She seems to get a good chance when, one night, an Israeli Army platoon breaks into her home and seizes it as a sort of mini-base. From now on, the aggressive officer in charge tells the family, they are restricted to the ground floor on pain of punishment. At night, they are to be locked up in the living room and not let out till morning.
This is where Costanzo’s technique takes on some meaning. His movie is shot entirely with hand-held digital video cameras and, early on, he seems to be in thrall to the light weight and long-take possibilities. During a simple conversation between Samia and a neighbor, whip pans lead one to wonder whether the camera operator strained his neck. But the technique pays big dividends when Costanzo shoots the midnight entry of the soldiers. The excited camera, twirling about in almost total darkness, tidily encapsulates subjective fear and objective frenzy. For less confrontational scenes – though confrontation of one kind or another insinuates every corner of the film – Costanzo eventually chooses less feverish approaches.
More profoundly, the dynamic camera style reflects the dynamism of the characters’ relations and attitudes. The deepest internal conflict occurs within Miriam, the only one of the family who dares to sneak upstairs to the soldiers’ lair. Hiding in an armoire, she (and, of course, the camera) spies on the Israelis as their interact with one another. In the process, they become undeniably human to her, even to the point of sharing fear.
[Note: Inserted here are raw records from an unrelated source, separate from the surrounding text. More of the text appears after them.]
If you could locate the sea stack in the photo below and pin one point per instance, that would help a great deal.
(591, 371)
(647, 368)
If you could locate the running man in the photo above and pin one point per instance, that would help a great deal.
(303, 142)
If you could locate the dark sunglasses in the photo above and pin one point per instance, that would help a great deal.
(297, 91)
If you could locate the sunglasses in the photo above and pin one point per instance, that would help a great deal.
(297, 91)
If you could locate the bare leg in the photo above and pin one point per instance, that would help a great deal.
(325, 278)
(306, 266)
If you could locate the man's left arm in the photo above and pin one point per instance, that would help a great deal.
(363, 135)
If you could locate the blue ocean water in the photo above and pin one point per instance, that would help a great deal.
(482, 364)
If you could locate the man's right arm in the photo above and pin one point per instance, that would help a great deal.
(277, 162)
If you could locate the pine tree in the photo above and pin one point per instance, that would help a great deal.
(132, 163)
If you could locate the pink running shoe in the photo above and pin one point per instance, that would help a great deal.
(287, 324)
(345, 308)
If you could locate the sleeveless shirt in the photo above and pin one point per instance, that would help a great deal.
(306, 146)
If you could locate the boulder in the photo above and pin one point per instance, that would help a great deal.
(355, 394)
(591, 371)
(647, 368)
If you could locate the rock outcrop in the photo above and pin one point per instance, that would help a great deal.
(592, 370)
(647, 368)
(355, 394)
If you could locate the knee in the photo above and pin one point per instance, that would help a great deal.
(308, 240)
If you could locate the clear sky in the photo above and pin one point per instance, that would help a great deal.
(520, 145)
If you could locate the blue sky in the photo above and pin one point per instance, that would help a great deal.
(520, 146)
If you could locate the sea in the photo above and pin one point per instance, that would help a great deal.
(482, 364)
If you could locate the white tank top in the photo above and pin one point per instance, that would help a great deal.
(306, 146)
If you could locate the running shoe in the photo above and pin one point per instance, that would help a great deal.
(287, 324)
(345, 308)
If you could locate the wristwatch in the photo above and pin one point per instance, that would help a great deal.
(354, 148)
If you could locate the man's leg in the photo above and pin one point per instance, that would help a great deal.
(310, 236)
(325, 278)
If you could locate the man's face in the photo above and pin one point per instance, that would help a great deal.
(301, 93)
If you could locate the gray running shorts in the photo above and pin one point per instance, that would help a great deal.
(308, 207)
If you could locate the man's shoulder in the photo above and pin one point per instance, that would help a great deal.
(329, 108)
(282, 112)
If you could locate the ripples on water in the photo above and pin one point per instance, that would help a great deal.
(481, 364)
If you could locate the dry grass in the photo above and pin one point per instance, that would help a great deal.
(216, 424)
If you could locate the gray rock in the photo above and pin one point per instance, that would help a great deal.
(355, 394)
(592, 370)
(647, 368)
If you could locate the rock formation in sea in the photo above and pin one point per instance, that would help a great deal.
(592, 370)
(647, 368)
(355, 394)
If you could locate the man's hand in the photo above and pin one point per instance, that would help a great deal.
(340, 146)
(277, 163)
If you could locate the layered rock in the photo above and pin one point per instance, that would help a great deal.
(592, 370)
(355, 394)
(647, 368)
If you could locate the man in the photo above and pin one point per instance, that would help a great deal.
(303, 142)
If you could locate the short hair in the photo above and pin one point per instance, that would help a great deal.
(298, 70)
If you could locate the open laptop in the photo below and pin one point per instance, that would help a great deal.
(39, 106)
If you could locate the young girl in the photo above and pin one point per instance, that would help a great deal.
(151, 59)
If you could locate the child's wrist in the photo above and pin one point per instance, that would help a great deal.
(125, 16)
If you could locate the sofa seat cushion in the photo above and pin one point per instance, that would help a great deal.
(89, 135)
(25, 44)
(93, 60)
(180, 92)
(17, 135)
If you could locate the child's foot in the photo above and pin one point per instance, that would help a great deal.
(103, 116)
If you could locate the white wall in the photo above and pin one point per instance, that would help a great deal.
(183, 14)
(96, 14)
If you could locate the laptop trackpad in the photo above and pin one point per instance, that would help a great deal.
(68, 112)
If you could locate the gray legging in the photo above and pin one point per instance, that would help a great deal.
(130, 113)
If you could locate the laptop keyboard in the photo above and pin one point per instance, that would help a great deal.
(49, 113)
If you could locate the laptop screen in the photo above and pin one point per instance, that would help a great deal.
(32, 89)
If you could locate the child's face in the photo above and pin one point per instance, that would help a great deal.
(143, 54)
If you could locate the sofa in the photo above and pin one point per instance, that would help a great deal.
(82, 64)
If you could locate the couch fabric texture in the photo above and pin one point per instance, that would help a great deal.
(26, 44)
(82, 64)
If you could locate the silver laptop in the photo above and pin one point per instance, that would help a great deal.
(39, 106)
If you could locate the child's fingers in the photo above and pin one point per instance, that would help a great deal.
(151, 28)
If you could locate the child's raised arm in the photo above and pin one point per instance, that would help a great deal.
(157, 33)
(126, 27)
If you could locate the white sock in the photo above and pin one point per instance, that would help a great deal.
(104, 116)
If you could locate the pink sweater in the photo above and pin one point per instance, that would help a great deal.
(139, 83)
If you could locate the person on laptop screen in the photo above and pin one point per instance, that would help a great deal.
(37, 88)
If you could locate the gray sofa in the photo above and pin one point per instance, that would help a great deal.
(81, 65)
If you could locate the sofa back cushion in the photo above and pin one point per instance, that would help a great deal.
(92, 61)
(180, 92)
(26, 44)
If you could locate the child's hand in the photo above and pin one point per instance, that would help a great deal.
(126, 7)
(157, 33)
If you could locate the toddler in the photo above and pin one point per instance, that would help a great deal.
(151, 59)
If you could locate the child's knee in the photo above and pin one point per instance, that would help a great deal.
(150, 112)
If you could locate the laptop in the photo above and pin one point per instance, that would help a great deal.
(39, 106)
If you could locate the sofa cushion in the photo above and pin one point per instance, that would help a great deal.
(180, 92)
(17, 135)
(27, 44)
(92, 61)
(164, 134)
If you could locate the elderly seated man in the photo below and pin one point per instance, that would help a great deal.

Miriam’s internal deliberations are mirrored in nearly every other major character, even one of the smallest children. Not all come to the same conclusion as Miriam, but mute reflection leads each to an individual resolve. The only one not to change is Muhammad, who comes off as something of a hero. An enemy of all political violence, but determined to hold on to his family home, he is a man of both stubborn peace and peaceful stubbornness. Through his presence, Private enters the canon of those humanistic films most popularly, though not exclusively, represented by Neo-Realism.